ATTENTION AVANT DE RÉÉLIRE FOUTRIQUET ! Regardez-y à deux fois !
Charles Gave nous révèle un fait dont jamais les médias de grands chemins, uniquement occupés à vous bourrer les urnes en faveur du fantoche de l’impérialisme yankee ne vous parlent :

Tout cela confirme ce que nous avons déjà indiqué à propos de la guerre en Ukraine : l’impérialisme US est à la manœuvre depuis longtemps, et les tous dernier actes de déstabilisation des régimes qui ne lui sont pas favorables sont en cours : Iles Salomon, Pakistan.

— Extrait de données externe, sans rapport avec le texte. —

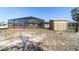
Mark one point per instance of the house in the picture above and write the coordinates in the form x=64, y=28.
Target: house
x=26, y=22
x=63, y=25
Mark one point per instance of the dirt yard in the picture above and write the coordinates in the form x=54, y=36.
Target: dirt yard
x=38, y=40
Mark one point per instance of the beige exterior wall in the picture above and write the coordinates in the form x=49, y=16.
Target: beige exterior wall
x=59, y=25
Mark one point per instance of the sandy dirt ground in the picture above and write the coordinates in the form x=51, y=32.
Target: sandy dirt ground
x=38, y=40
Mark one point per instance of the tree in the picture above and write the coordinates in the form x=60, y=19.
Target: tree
x=75, y=16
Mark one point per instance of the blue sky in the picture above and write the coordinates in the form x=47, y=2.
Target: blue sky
x=47, y=13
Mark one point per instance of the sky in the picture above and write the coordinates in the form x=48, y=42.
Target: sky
x=46, y=13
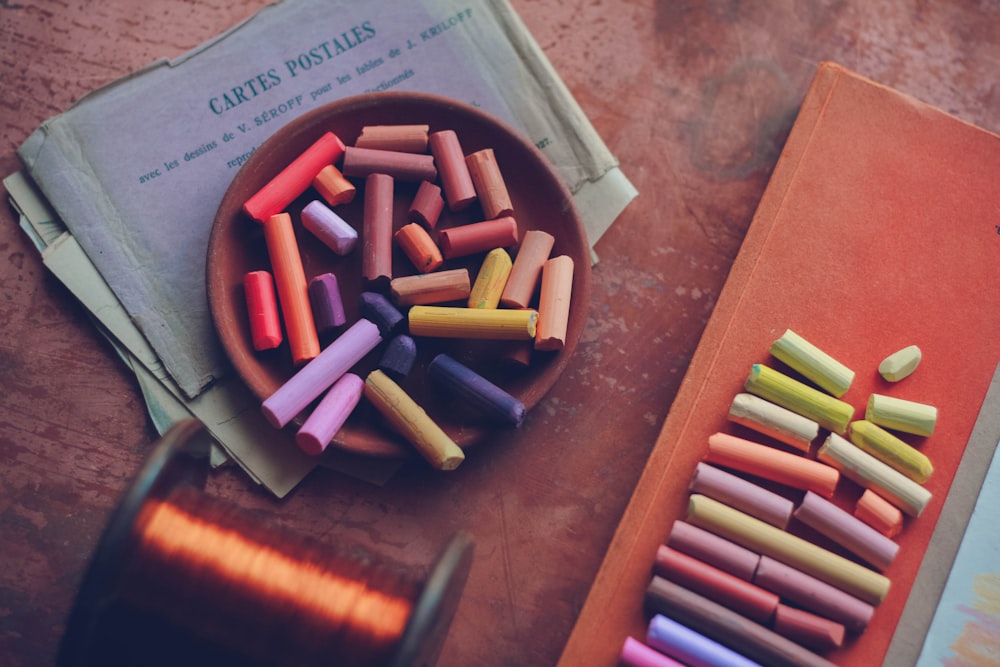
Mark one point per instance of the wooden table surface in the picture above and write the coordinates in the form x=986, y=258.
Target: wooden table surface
x=694, y=98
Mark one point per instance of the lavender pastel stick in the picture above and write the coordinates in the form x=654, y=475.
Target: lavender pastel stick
x=742, y=494
x=377, y=308
x=326, y=302
x=636, y=654
x=690, y=647
x=482, y=395
x=398, y=357
x=331, y=413
x=329, y=227
x=315, y=377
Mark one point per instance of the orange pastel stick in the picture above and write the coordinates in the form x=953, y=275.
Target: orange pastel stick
x=490, y=186
x=792, y=470
x=402, y=138
x=362, y=162
x=879, y=513
x=455, y=178
x=293, y=291
x=523, y=280
x=294, y=179
x=262, y=309
x=376, y=230
x=427, y=205
x=333, y=186
x=478, y=237
x=419, y=247
x=553, y=303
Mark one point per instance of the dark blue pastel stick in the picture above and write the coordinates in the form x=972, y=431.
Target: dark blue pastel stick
x=479, y=393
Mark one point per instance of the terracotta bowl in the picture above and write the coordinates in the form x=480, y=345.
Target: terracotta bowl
x=540, y=201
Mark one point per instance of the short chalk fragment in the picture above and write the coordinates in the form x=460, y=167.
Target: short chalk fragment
x=294, y=179
x=427, y=205
x=330, y=414
x=829, y=412
x=334, y=187
x=901, y=415
x=398, y=357
x=742, y=494
x=455, y=178
x=409, y=167
x=377, y=308
x=326, y=301
x=773, y=420
x=262, y=310
x=401, y=138
x=430, y=288
x=318, y=375
x=329, y=227
x=870, y=473
x=474, y=323
x=813, y=363
x=491, y=189
x=490, y=280
x=475, y=391
x=553, y=303
x=891, y=450
x=901, y=364
x=419, y=247
x=524, y=275
x=879, y=513
x=847, y=531
x=412, y=422
x=478, y=237
x=810, y=630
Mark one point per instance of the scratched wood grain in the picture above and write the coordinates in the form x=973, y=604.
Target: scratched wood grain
x=695, y=99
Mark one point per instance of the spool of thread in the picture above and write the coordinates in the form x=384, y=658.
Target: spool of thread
x=180, y=578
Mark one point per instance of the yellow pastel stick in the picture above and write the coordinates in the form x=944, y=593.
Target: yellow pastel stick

Macron n’est qu’un agent exécutif de ses maîtres yankees. Ce n’est pas Marine qui porte la guerre, mais bel et bien lui-même. La traîtrise de Sarkozy (soutien de Foutriquet) nous a remis dans l’organisation militaire otanienne, maintenant nous devrons suivre si Macron en reçoit l’ordre. Gare à la ronde des neutrons ! car ni la Russie, ni la Chine, ne pourront accepter les coups de force amerloques. Vous n’aurez plus que vos yeux pour pleurer, s’il vous en reste.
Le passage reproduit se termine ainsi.